Automatic analysis of human behaviour in large collections of videos is rapidly gaining interest, even more so with the advent of file sharing sites such as YouTube. From one perspective, it can be observed that the size of feature vectors used for human action recognition from videos has been increasing enormously in the last five years, in the order of ∼100–500K. One possible reason might be the growing number of action classes/videos and hence the requirement of discriminating features (that usually end up to be higher-dimensional for larger databases). In this study, the authors review and investigate feature projection as a means to reduce the dimensions of the high-dimensional feature vectors and show their effectiveness in terms of performance. They hypothesise that dimensionality reduction techniques often unearth latent structures in the feature space and are effective in applications such as the fusion of high-dimensional features of different types; and action recognition in untrimmed videos.
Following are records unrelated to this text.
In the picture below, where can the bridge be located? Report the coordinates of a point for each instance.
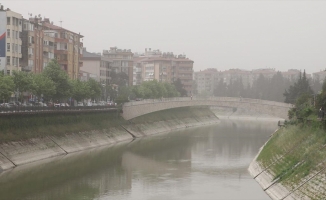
(137, 108)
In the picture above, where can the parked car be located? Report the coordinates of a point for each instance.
(5, 105)
(80, 104)
(56, 105)
(64, 105)
(40, 104)
(12, 104)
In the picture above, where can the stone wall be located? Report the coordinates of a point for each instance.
(135, 109)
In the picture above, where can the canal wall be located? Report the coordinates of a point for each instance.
(291, 164)
(19, 152)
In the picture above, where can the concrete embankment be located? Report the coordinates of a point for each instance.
(19, 152)
(291, 165)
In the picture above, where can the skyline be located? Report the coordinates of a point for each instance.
(214, 34)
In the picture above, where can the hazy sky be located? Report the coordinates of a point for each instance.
(214, 34)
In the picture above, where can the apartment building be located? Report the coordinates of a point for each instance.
(207, 80)
(163, 67)
(13, 41)
(122, 61)
(182, 68)
(37, 45)
(98, 65)
(68, 48)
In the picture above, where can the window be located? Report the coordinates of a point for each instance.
(8, 60)
(30, 62)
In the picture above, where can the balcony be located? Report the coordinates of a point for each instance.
(63, 51)
(27, 68)
(63, 62)
(48, 48)
(61, 40)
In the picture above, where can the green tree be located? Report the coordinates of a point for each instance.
(7, 86)
(299, 88)
(62, 84)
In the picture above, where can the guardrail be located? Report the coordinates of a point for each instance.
(230, 99)
(41, 109)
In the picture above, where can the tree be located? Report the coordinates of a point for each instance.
(300, 87)
(7, 86)
(60, 78)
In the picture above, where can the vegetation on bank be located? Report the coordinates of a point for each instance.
(296, 153)
(22, 127)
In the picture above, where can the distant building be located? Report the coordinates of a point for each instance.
(68, 48)
(122, 61)
(13, 41)
(97, 64)
(85, 76)
(38, 46)
(292, 74)
(207, 80)
(163, 67)
(320, 76)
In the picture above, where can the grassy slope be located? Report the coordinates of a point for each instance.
(294, 154)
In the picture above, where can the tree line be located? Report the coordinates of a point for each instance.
(54, 84)
(276, 88)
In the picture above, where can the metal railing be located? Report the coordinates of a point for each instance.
(39, 109)
(221, 99)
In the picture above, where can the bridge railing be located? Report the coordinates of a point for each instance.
(229, 99)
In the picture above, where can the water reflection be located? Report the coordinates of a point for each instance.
(200, 163)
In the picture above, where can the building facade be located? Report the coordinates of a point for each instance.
(163, 67)
(122, 61)
(37, 46)
(68, 47)
(97, 64)
(13, 41)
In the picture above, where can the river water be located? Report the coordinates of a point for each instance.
(191, 164)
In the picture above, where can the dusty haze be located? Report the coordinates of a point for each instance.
(215, 34)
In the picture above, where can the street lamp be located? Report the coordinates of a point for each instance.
(104, 85)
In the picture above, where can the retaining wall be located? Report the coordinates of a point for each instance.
(17, 153)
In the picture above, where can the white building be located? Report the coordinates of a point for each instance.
(13, 41)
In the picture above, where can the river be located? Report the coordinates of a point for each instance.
(191, 164)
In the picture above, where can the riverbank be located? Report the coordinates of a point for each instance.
(49, 136)
(291, 165)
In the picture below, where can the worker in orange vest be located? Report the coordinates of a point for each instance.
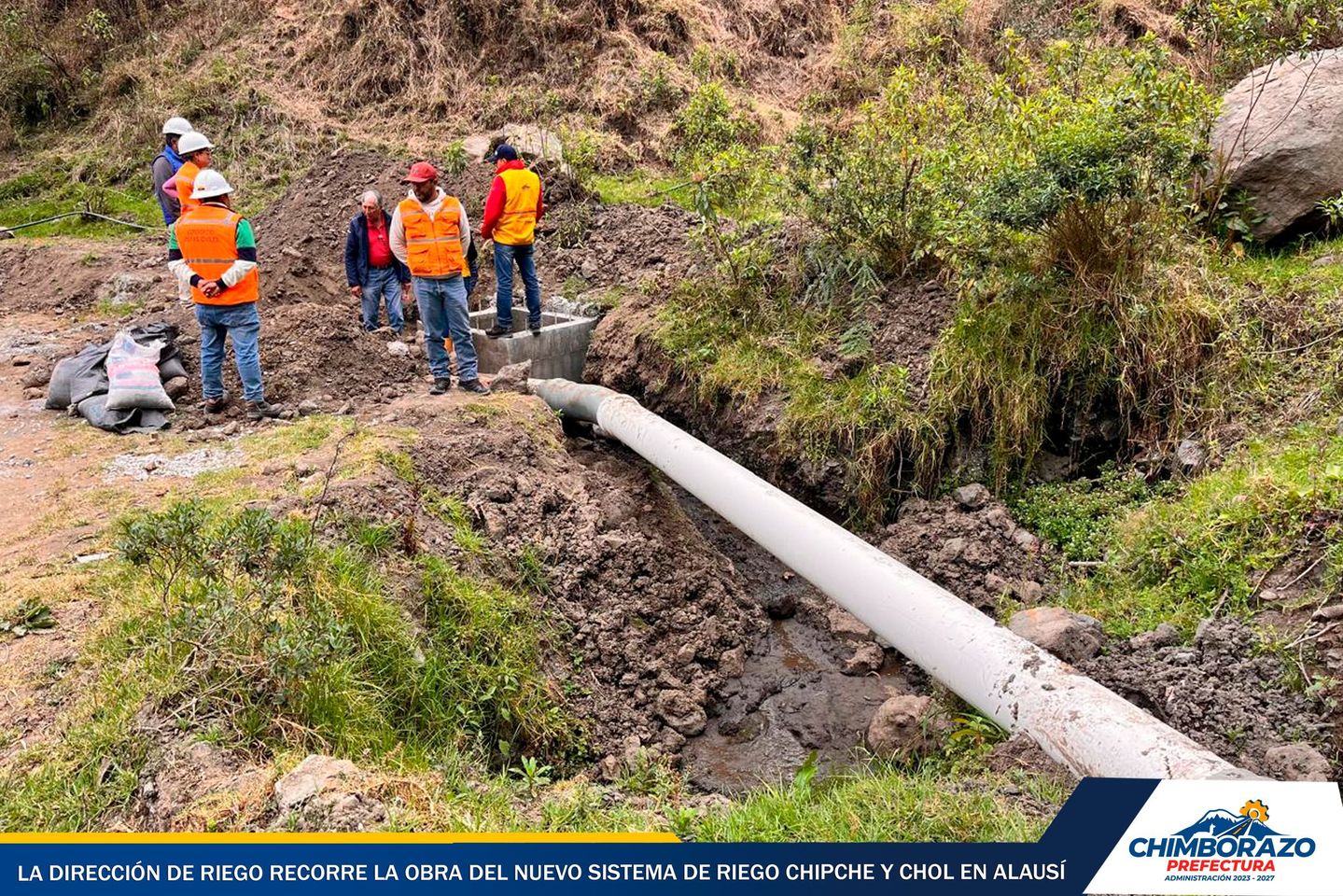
(511, 216)
(195, 150)
(431, 235)
(211, 247)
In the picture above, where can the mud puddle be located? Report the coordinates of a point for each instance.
(810, 682)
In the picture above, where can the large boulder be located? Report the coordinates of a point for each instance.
(1280, 140)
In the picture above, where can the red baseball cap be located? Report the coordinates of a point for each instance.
(421, 172)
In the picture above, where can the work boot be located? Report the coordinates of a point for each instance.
(260, 410)
(474, 385)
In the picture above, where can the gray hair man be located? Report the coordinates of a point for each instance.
(372, 273)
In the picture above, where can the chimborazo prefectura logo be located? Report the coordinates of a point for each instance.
(1225, 841)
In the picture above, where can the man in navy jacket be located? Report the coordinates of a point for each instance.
(372, 272)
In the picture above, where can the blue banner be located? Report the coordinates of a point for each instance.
(1113, 835)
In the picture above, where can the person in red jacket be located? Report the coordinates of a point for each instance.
(511, 214)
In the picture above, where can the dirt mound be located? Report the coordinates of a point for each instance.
(595, 246)
(69, 275)
(1223, 691)
(651, 609)
(301, 237)
(314, 349)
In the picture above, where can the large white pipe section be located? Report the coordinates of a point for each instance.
(1088, 728)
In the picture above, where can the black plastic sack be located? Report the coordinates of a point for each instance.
(78, 381)
(94, 409)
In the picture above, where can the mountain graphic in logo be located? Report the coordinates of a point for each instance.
(1221, 822)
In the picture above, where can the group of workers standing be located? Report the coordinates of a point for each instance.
(424, 246)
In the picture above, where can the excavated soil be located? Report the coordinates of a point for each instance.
(1221, 691)
(979, 553)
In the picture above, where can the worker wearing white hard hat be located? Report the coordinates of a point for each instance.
(214, 253)
(165, 167)
(195, 150)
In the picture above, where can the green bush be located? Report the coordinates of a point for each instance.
(257, 626)
(1077, 153)
(706, 127)
(1079, 517)
(1177, 559)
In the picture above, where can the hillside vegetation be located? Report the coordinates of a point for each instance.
(932, 244)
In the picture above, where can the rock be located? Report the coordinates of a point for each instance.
(845, 626)
(952, 548)
(176, 387)
(314, 777)
(997, 584)
(610, 767)
(897, 727)
(36, 375)
(1162, 636)
(1190, 455)
(1296, 762)
(681, 712)
(1280, 140)
(780, 605)
(511, 378)
(732, 664)
(866, 657)
(1070, 636)
(972, 496)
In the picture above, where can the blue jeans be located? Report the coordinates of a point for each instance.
(442, 302)
(382, 281)
(504, 259)
(242, 324)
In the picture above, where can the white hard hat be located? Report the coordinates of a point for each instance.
(177, 125)
(210, 183)
(193, 141)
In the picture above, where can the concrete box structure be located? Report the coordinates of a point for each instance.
(559, 351)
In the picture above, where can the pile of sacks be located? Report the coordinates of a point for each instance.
(119, 385)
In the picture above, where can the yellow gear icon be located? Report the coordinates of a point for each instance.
(1256, 810)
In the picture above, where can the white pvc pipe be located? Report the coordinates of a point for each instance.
(1079, 723)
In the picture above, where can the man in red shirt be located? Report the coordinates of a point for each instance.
(372, 272)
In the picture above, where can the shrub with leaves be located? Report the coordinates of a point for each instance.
(257, 626)
(709, 124)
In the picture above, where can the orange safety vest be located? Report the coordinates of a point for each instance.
(207, 238)
(433, 245)
(187, 184)
(517, 223)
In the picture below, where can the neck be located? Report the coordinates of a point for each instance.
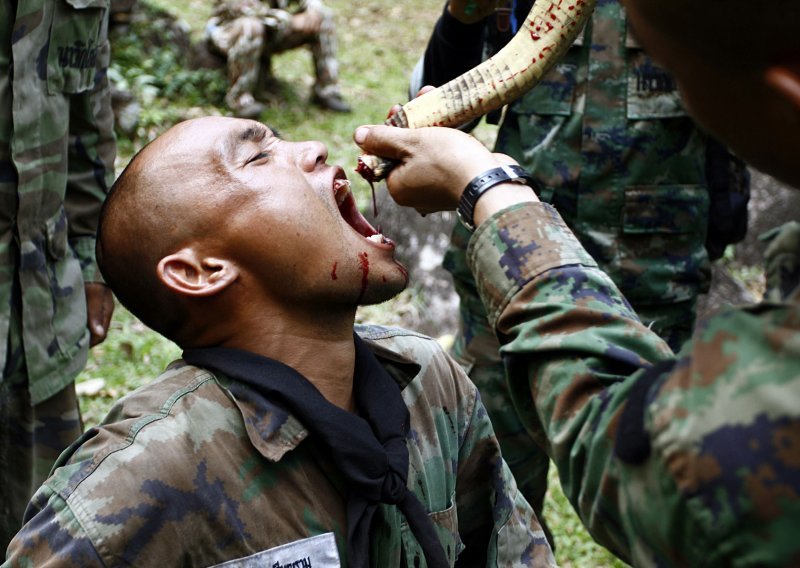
(321, 350)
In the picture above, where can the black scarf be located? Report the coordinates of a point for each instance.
(370, 449)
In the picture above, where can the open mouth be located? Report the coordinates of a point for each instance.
(350, 213)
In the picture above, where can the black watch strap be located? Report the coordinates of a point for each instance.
(482, 183)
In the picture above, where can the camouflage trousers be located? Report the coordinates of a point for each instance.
(31, 437)
(248, 46)
(477, 349)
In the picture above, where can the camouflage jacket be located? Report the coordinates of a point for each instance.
(669, 460)
(611, 145)
(184, 473)
(57, 154)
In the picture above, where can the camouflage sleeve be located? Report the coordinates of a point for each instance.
(51, 537)
(90, 161)
(486, 490)
(569, 339)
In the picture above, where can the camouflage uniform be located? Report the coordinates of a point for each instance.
(612, 148)
(687, 460)
(184, 473)
(248, 32)
(56, 163)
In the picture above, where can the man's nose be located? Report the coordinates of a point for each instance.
(312, 154)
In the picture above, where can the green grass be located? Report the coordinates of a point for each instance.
(379, 43)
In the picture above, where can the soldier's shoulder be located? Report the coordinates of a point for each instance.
(405, 342)
(159, 411)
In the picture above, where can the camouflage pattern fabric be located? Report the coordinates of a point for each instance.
(687, 460)
(606, 136)
(56, 162)
(183, 473)
(248, 32)
(608, 140)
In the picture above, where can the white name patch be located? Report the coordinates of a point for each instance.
(315, 552)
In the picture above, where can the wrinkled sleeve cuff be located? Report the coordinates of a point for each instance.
(84, 250)
(516, 245)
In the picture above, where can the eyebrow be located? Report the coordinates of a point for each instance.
(253, 133)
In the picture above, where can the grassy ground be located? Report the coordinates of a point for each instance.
(379, 43)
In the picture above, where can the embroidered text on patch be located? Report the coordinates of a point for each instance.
(301, 563)
(78, 56)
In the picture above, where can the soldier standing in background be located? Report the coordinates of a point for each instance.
(57, 152)
(670, 460)
(248, 32)
(606, 137)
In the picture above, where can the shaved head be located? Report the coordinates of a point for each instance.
(163, 200)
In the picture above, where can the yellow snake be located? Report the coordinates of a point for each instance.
(549, 29)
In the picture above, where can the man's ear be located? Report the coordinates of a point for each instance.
(190, 274)
(785, 80)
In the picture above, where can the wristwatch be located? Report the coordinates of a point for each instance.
(482, 183)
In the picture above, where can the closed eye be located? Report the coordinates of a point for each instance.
(258, 157)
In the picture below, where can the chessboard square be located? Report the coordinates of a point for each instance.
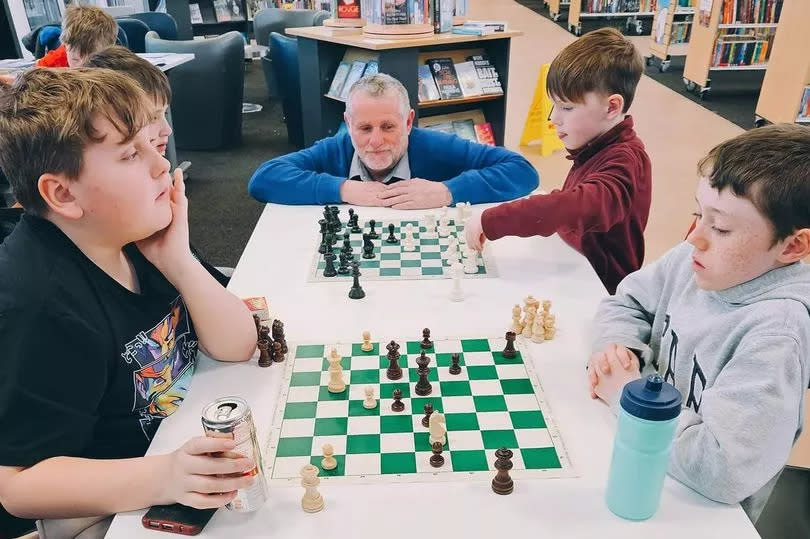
(396, 423)
(494, 420)
(312, 350)
(469, 461)
(475, 345)
(490, 403)
(494, 439)
(397, 442)
(308, 365)
(363, 425)
(367, 376)
(303, 394)
(458, 405)
(465, 439)
(287, 467)
(356, 409)
(515, 387)
(332, 409)
(482, 372)
(330, 426)
(455, 389)
(296, 446)
(396, 463)
(542, 458)
(456, 422)
(486, 387)
(534, 438)
(300, 410)
(305, 379)
(528, 419)
(362, 443)
(498, 358)
(340, 471)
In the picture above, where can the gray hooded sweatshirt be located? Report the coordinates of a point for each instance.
(738, 356)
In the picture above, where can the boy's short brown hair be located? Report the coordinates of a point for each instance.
(88, 29)
(46, 122)
(150, 78)
(602, 61)
(770, 166)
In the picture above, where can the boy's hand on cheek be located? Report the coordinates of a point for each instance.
(168, 249)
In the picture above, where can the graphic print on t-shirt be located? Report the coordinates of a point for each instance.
(163, 362)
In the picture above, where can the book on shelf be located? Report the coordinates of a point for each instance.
(444, 73)
(427, 86)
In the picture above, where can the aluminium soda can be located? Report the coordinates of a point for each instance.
(230, 417)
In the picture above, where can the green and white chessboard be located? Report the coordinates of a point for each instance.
(494, 402)
(393, 263)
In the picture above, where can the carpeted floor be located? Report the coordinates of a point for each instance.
(221, 213)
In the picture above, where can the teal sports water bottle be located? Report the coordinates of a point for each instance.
(646, 428)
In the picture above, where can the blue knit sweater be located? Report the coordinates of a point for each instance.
(472, 172)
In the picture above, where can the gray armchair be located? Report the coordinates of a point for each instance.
(207, 93)
(272, 20)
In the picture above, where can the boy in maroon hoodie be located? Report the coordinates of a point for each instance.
(602, 208)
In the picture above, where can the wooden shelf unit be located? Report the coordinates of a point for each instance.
(788, 71)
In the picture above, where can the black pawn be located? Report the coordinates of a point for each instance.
(329, 270)
(428, 411)
(502, 484)
(391, 237)
(454, 367)
(397, 405)
(437, 460)
(356, 291)
(509, 352)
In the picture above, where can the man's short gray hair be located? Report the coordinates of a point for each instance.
(379, 85)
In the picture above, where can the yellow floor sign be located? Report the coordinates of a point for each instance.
(538, 128)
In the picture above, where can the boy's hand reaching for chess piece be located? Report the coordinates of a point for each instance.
(609, 370)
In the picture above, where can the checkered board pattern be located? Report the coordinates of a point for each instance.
(391, 262)
(494, 402)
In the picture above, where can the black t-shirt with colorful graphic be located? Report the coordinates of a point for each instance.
(89, 369)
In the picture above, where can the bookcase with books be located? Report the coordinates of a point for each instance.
(443, 74)
(728, 36)
(634, 13)
(785, 94)
(672, 27)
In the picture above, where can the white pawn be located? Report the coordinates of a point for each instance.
(456, 272)
(370, 403)
(312, 502)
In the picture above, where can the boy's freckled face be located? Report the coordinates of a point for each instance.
(733, 241)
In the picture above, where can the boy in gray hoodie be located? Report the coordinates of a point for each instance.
(724, 318)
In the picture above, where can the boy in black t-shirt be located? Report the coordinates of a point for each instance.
(102, 307)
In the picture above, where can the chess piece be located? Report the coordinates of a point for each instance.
(502, 483)
(394, 371)
(437, 460)
(366, 346)
(423, 386)
(329, 270)
(370, 403)
(454, 366)
(312, 502)
(509, 351)
(428, 411)
(391, 236)
(397, 405)
(328, 462)
(437, 428)
(356, 291)
(426, 342)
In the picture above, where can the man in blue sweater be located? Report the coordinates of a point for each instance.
(390, 162)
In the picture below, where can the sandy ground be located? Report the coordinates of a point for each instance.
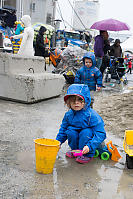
(20, 124)
(117, 112)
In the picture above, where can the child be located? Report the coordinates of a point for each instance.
(130, 66)
(81, 125)
(89, 74)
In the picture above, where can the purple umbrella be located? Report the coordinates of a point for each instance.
(110, 24)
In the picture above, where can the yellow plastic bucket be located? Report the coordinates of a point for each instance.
(46, 151)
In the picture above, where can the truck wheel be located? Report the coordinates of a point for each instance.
(105, 156)
(96, 154)
(129, 161)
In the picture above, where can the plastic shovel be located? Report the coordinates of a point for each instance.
(113, 150)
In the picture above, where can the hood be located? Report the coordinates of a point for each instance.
(90, 55)
(81, 90)
(26, 20)
(42, 30)
(98, 37)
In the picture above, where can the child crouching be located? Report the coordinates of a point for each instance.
(81, 125)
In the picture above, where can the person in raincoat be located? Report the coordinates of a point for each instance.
(26, 48)
(99, 47)
(81, 125)
(89, 74)
(39, 45)
(115, 49)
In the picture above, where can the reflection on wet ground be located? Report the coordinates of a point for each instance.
(21, 124)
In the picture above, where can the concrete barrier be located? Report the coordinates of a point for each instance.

They conduct all the authors’ experiments using a Bag-of-Words framework for consistency and results are presented on large class benchmark databases such as the HMDB51 and UCF101 datasets.

Cite this Research Publication

R. Goecke and Dr. Oruganti Venkata Ramana Murthy, “Dimensionality reduction of Fisher vectors for human action recognition”, IET Computer Vision, vol. 10, pp. 392-397(5), 2016.